On completion of coding, development and refinement of themes, it was agreed that data saturation had been met and no new codes or themes were identified.

Six themes were identified which were centred on the effect of the bereavement on the call recipient, described as the “bereavement experience”. Themes that influenced the bereavement experience included family and community support, care up to the point of death, communication, care after death and death rituals and customs. A thematic map is presented in Figure 1.

Figure 1.

Figure 1.

Thematic map illustrating links between the themes.

Theme 1: The Bereavement Experience

Many call respondents were experiencing a difficult bereavement journey. Adjectives used to describe emotions included feeling traumatised, distraught and shocked. Other psychological effects included anxiety, low mood and guilt as well as prolonged feelings of loss.

“She broke down several times during our conversation and explained that she was very close to her Dad and misses him dreadfully”.

Subtheme: The Additional Burden of COVID-19 Infection

Some recipients had been unwell themselves with COVID-19 or described other family members being affected. Many had been symptomatic and voiced concerns about their ability to support family members and the need to delay funerals. The worry of another family member being unwell whilst going through the bereavement was an additional burden.

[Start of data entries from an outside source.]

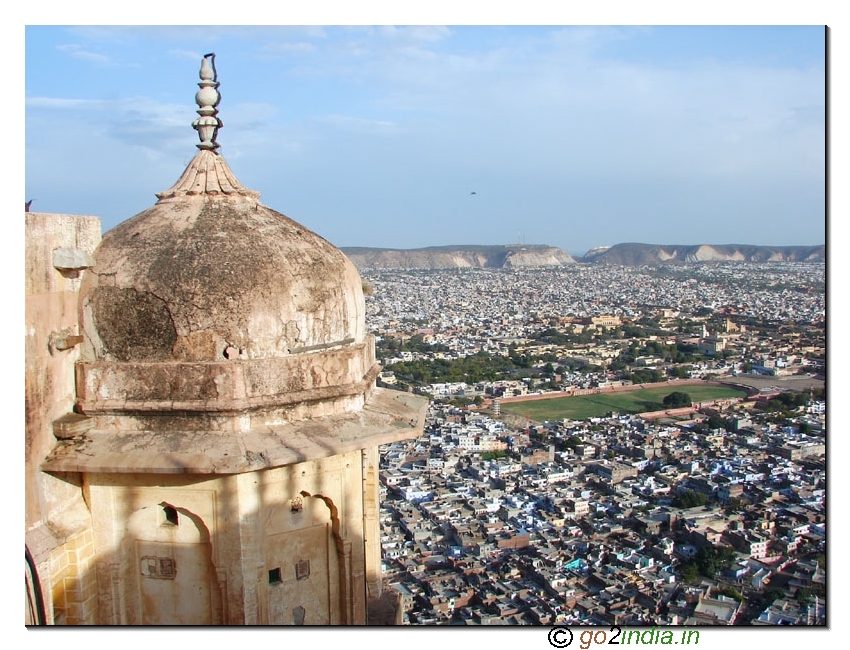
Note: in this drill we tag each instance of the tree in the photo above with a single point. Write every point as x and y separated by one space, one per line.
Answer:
677 399
711 559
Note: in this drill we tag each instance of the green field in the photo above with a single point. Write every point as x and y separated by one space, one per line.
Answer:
634 401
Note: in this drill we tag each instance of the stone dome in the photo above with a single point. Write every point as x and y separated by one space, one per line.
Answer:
216 275
209 301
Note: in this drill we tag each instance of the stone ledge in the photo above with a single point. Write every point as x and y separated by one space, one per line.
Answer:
388 416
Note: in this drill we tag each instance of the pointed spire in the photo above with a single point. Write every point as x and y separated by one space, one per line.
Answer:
207 98
207 173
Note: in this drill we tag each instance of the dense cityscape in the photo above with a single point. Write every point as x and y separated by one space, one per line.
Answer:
687 511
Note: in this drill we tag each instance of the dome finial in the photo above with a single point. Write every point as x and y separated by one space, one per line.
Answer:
207 99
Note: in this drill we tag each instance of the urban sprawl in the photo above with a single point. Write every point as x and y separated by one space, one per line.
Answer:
687 511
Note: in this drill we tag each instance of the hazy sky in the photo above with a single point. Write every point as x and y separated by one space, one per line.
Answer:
574 136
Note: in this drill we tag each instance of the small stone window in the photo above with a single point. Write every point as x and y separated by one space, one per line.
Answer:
302 570
161 568
170 513
274 576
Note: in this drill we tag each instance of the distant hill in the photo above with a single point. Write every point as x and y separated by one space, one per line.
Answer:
639 254
458 257
532 255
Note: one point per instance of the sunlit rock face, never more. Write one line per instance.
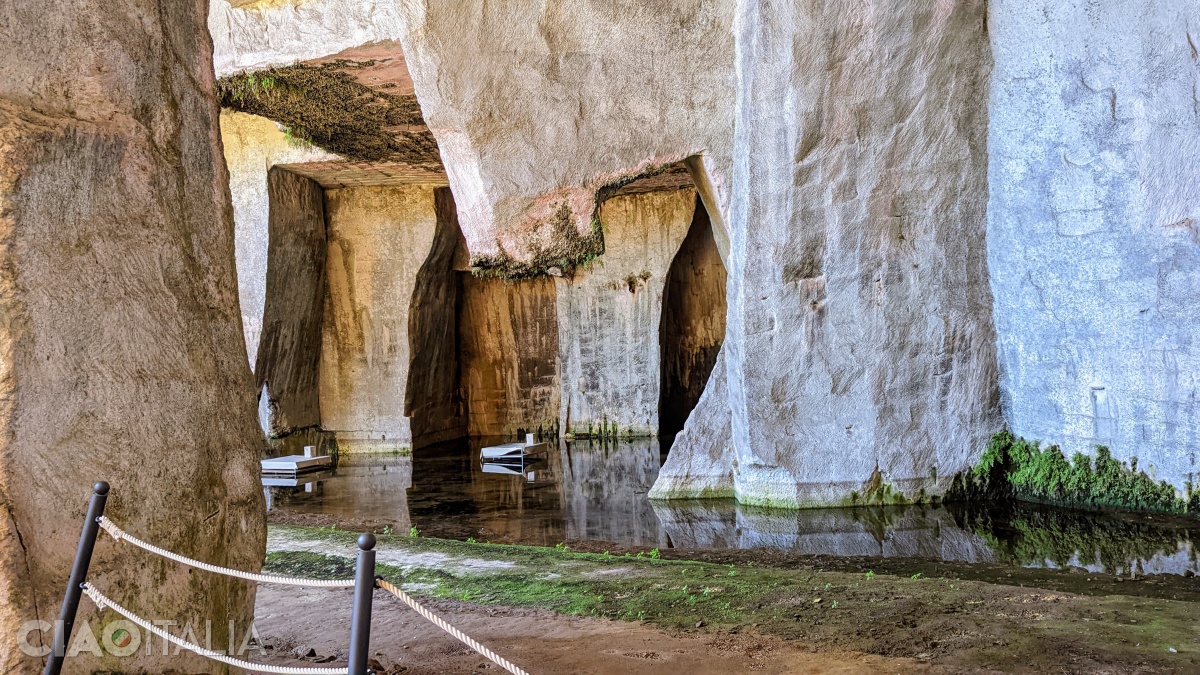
(538, 105)
(859, 328)
(252, 145)
(252, 34)
(609, 316)
(120, 351)
(1093, 238)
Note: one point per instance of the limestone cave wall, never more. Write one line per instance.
(252, 145)
(555, 99)
(435, 398)
(693, 324)
(121, 357)
(609, 316)
(294, 304)
(1093, 242)
(919, 249)
(379, 237)
(508, 341)
(861, 340)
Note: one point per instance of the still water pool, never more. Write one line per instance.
(597, 491)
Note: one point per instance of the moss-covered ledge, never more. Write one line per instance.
(324, 105)
(1017, 469)
(569, 249)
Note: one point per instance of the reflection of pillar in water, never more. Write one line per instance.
(605, 487)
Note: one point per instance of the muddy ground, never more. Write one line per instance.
(557, 610)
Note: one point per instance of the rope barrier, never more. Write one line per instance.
(103, 602)
(123, 536)
(441, 623)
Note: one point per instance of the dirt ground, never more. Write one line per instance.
(297, 620)
(561, 610)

Two call recipients had other family members die from COVID-19, in addition to the deceased person who prompted the BWH call, with one describing three deaths in the family, all related to COVID-19.

Theme 2: Support from Family and Community Positively Influenced the Bereavement Experience

Call recipients described positive experiences of support from their community, most commonly from family. Specific examples involved children moving in with the surviving parent after the bereavement or making daily phone calls. One family described how the children needed to provide continuous care for a parent who was frail and had unmet care needs following bereavement.

Other community support came from friends, faith groups (mosque, church and temple were all mentioned), GP and Cruse bereavement care. None of the respondents described using professional counselling services prior to the call.

Subtheme: The Call from the BWH

Call recipients valued the telephone call as a helpful medium for them to reflect on the life of the deceased. Calls were also described as helpful in the context of complaints, with the call recipients feeling supported through this process.

Where additional needs were identified, referrals were made by call handlers to relevant professionals for social support, practical assistance around funding funeral costs and locating missing property, bereavement counselling and to other health services. In some cases, call recipients had initially felt they didn’t need assistance, but the call had changed their perspective leading to the onward referrals.

“Family member and son are struggling and have now asked for a follow up from a specialist. They had previously been given contact details from GP but not taken this up.”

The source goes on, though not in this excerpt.